Replace the stubbed deciders in domain/decide with real, total,
side-effect-free implementations:

- ResolveProbeDecision: kill-intent short-circuits to terminal; failed
  probes and probe disagreement route to detecting; only runtime-dead +
  process-dead + no-recent-activity concludes killed.
- ResolveOpenPRDecision: the PR pipeline ladder
  (ci_failing > changes_requested > approved+mergeable > approved >
  review_pending > idle-beyond > open).
- ResolveTerminalPRStateDecision: merged -> idle/merged_waiting_decision,
  closed -> idle.
- CreateDetectingDecision: anti-flap quarantine — unchanged-evidence
  counter with StartedAt preserved across the episode so the duration cap
  is a real wall-clock safety net; escalates to stuck at 3 ticks or 5m.
- HashEvidence: strips timestamps/epochs and collapses whitespace before
  hashing so restamped-but-unchanged signals compare equal.

Table tests cover every branch (100% statement coverage), including a
consistency check that the open-PR ladder's display Status matches
DeriveLegacyStatus over the canonical state it emits.

Co-Authored-By: Claude Opus 4.7 (1M context) <noreply@anthropic.com>

@harshitsinghbhandari harshitsinghbhandari left a comment

Copy link
Copy Markdown
Collaborator Author

Choose a reason for hiding this comment

The reason will be displayed to describe this comment to others. Learn more.

Review — pure DECIDE core

Recommendation: Approve, with follow-ups. Verified independently in a throwaway worktree: gofmt clean, go build/vet pass, go test -race green at 100% statement coverage. The core logic is correct, pure, and exhaustively tested. Findings below are about the seam with the (not-yet-built) LCM, one semantic gap, and minor items — none are correctness bugs in the isolated functions.

The two areas called out in the request — both correct

  • Probe branch orderingkill → any-probe-failed → runtime switch. A failed probe never concludes death; disagreements and indeterminate-process quarantine; only runtime-dead + process-dead + no-recent-activity reaches killed.
  • Detecting counter/duration ✓ Preserving StartedAt across an evidence change while resetting the attempt counter is the right call — the 5-min cap is a whole-episode wall-clock safety net, not per-evidence, so a flapping-but-stuck session still escalates. The "duration cap fires even when evidence keeps flapping" test proves it.

Architecture & design (carry into the LCM PR)

  1. Probe decider conflates liveness with session activity state. A healthy runtime returns SessionWorking / ReasonTaskInProgress. When the reaper feeds this through ApplyRuntimeObservation, the LCM must not let a liveness verdict clobber a more specific activity-derived state (e.g. a session in waiting_input set by ApplyActivitySignal). Needs an explicit composition rule for which decider owns SessionState when the runtime is alive. Not a bug here — a contract to document in the LCM PR.
  2. mergeable is unreachable without Approved. The distilled ladder is "approved /none + mergeable → MERGEABLE", but the impl only reaches MERGEABLE on Approved && Mergeable. A mergeable PR on a repo with no required review falls through to PR_OPEN. Either OpenPRInput should express "no review required" or Mergeable should be weighed independently. Confirm intent before the LCM builds the SCMFacts → OpenPRInput mapping.

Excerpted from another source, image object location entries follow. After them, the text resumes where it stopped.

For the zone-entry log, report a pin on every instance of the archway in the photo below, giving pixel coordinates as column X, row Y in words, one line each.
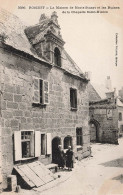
column 67, row 142
column 55, row 143
column 94, row 130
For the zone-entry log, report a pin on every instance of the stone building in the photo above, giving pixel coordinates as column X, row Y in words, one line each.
column 44, row 97
column 103, row 113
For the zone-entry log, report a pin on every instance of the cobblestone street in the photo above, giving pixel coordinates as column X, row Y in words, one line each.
column 101, row 174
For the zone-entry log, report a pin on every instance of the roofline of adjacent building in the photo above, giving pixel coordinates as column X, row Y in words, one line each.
column 106, row 100
column 32, row 57
column 23, row 53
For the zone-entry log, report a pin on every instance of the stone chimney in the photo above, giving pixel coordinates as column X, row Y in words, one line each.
column 88, row 75
column 54, row 17
column 108, row 84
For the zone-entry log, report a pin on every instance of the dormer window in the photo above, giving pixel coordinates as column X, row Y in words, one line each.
column 57, row 57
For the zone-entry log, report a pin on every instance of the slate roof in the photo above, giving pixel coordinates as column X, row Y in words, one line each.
column 12, row 29
column 36, row 34
column 105, row 103
column 15, row 33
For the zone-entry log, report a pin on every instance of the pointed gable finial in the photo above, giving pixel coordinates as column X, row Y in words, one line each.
column 42, row 17
column 54, row 17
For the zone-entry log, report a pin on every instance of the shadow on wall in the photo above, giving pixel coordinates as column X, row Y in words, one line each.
column 119, row 178
column 114, row 163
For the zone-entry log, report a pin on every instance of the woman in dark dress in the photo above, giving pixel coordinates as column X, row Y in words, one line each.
column 61, row 157
column 69, row 159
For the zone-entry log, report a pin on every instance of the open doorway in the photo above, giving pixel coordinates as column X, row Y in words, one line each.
column 55, row 143
column 94, row 131
column 67, row 142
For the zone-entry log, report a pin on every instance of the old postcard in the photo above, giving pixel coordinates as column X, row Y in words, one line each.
column 61, row 97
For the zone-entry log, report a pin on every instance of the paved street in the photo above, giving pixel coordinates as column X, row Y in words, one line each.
column 101, row 174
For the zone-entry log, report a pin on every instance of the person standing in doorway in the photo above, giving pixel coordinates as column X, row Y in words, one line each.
column 69, row 158
column 61, row 157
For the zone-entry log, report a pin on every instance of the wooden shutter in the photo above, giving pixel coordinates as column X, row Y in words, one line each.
column 37, row 143
column 36, row 91
column 48, row 143
column 17, row 145
column 45, row 92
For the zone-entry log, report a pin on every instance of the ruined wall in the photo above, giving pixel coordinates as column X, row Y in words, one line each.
column 18, row 112
column 108, row 128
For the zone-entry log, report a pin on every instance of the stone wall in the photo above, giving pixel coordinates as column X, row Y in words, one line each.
column 120, row 122
column 108, row 128
column 93, row 95
column 18, row 112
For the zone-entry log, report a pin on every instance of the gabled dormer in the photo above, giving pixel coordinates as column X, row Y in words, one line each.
column 46, row 39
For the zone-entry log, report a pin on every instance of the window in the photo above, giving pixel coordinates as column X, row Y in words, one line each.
column 43, row 144
column 79, row 136
column 121, row 128
column 27, row 144
column 67, row 142
column 73, row 98
column 40, row 91
column 31, row 144
column 120, row 116
column 57, row 57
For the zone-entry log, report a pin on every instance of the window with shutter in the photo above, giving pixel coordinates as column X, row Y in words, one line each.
column 40, row 91
column 73, row 98
column 36, row 91
column 79, row 136
column 43, row 144
column 48, row 143
column 17, row 145
column 37, row 143
column 45, row 92
column 23, row 144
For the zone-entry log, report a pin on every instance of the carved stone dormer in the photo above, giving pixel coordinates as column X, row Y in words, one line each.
column 54, row 42
column 46, row 39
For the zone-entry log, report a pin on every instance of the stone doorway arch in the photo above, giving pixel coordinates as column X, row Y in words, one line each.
column 55, row 143
column 94, row 127
column 68, row 142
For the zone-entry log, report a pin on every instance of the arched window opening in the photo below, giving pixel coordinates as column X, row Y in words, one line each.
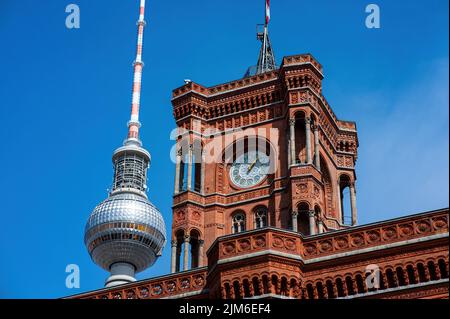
column 260, row 217
column 255, row 283
column 265, row 280
column 238, row 222
column 432, row 271
column 227, row 291
column 391, row 280
column 246, row 286
column 237, row 290
column 327, row 187
column 195, row 248
column 179, row 235
column 284, row 290
column 345, row 200
column 443, row 268
column 275, row 286
column 330, row 289
column 422, row 274
column 320, row 290
column 300, row 139
column 303, row 219
column 349, row 284
column 198, row 164
column 340, row 288
column 310, row 291
column 401, row 276
column 411, row 276
column 360, row 285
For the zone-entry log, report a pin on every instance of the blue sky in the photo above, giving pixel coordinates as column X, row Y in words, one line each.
column 65, row 100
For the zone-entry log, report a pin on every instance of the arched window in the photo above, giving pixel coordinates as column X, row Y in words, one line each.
column 238, row 223
column 260, row 217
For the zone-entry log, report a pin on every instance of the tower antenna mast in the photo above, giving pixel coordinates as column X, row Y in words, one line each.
column 125, row 233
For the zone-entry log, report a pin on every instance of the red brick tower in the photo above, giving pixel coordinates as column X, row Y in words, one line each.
column 312, row 154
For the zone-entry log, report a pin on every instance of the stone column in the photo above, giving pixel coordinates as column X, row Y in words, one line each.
column 316, row 147
column 174, row 257
column 308, row 139
column 294, row 221
column 189, row 186
column 312, row 222
column 186, row 253
column 339, row 204
column 202, row 176
column 292, row 140
column 201, row 244
column 353, row 203
column 177, row 172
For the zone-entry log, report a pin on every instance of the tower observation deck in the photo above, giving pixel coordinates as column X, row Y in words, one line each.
column 125, row 233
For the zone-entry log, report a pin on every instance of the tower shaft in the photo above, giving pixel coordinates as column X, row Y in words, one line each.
column 266, row 59
column 134, row 124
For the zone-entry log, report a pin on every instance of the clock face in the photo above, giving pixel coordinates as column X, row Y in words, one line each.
column 249, row 169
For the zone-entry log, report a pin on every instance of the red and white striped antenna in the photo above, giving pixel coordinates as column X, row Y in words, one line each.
column 134, row 124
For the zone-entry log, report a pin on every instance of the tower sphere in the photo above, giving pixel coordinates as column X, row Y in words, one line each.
column 125, row 228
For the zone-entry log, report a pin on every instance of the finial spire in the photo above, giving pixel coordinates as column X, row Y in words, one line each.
column 134, row 124
column 266, row 59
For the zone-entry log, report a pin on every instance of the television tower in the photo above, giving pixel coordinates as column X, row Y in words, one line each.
column 266, row 58
column 125, row 233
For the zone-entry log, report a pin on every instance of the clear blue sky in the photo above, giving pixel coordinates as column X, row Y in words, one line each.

Integration contract (LCM PR)

  1. Detecting-memory lifecycle. The deciders correctly return Detecting == nil for every non-detecting outcome and non-nil only while quarantined. The LCM must therefore clear the persisted detecting memory (via LifecyclePatch.ClearDetecting) whenever a decision's Detecting is nil — otherwise a stale StartedAt/EvidenceHash leaks into a later episode.

Testing

  1. Extend the consistency cross-check. TestResolveOpenPRDecisionDerivesConsistently (decision.Status == DeriveLegacyStatus(canonical)) is excellent but only covers the open-PR ladder. The probe and terminal deciders are also consistent (hand-verified) — adding them to the same test locks the invariant against drift.

Code quality (minor)

  1. HashEvidence epoch regex \b\d{10,13}\b strips any 10–13 digit run, which would also clobber a legitimate large ID if one ever appears in an evidence string. Low risk today; worth a comment or tightening. (HH:MM without seconds also isn't stripped — fine for the current full-timestamp format.)

Nice work — the truth-table is thorough and the anti-flap semantics are right.

…ency test

Address PR review (aa-1):
- ResolveOpenPRDecision now keys MERGEABLE on Mergeable alone (checked
  before Approved). Mergeability is the authoritative merge gate, so a PR
  on a no-required-review repo no longer falls through to PR_OPEN. The
  approved+mergeable and approved-only cases are unchanged.
- Broaden the derive-consistency test to cover the probe and terminal
  deciders too, not just the open-PR ladder.
- Document the HashEvidence epoch-stripping regex's breadth.

Co-Authored-By: Claude Opus 4.7 (1M context) <noreply@anthropic.com>
@harshitsinghbhandari

Copy link
Copy Markdown
Collaborator Author

Thanks for the thorough review, @harshitsinghbhandari. Addressed in 9920c6d:

#2 — mergeable unreachable without Approved ✅ Fixed. ResolveOpenPRDecision now keys MERGEABLE on Mergeable alone, checked before Approved. Since Mergeability is the authoritative merge gate (it already folds in approval where review is required), a mergeable PR on a no-required-review repo is now surfaced as ready-to-merge instead of falling through to PR_OPEN. The two explicitly-specified cases are preserved: approved && mergeable → MERGEABLE (caught by the mergeable branch first) and approved && !mergeable → APPROVED. Added a mergeable && !approved → MERGEABLE test case.

#4 — extend the consistency cross-check ✅ Done. Renamed to TestDecidersDeriveConsistently; it now asserts decision.Status == DeriveLegacyStatus(canonical) across the open-PR ladder and the probe + terminal deciders. (The terminal none/open default is excluded — it's a documented no-op for misuse, and its PR_OPEN/working shape is intentionally not derive-consistent.)

#5HashEvidence epoch regex breadth ✅ Documented. Added a comment noting \b\d{10,13}\b will also strip a same-width numeric ID, and that evidence strings should keep IDs out to preserve hash fidelity. Left the pattern as-is since evidence is decider-authored.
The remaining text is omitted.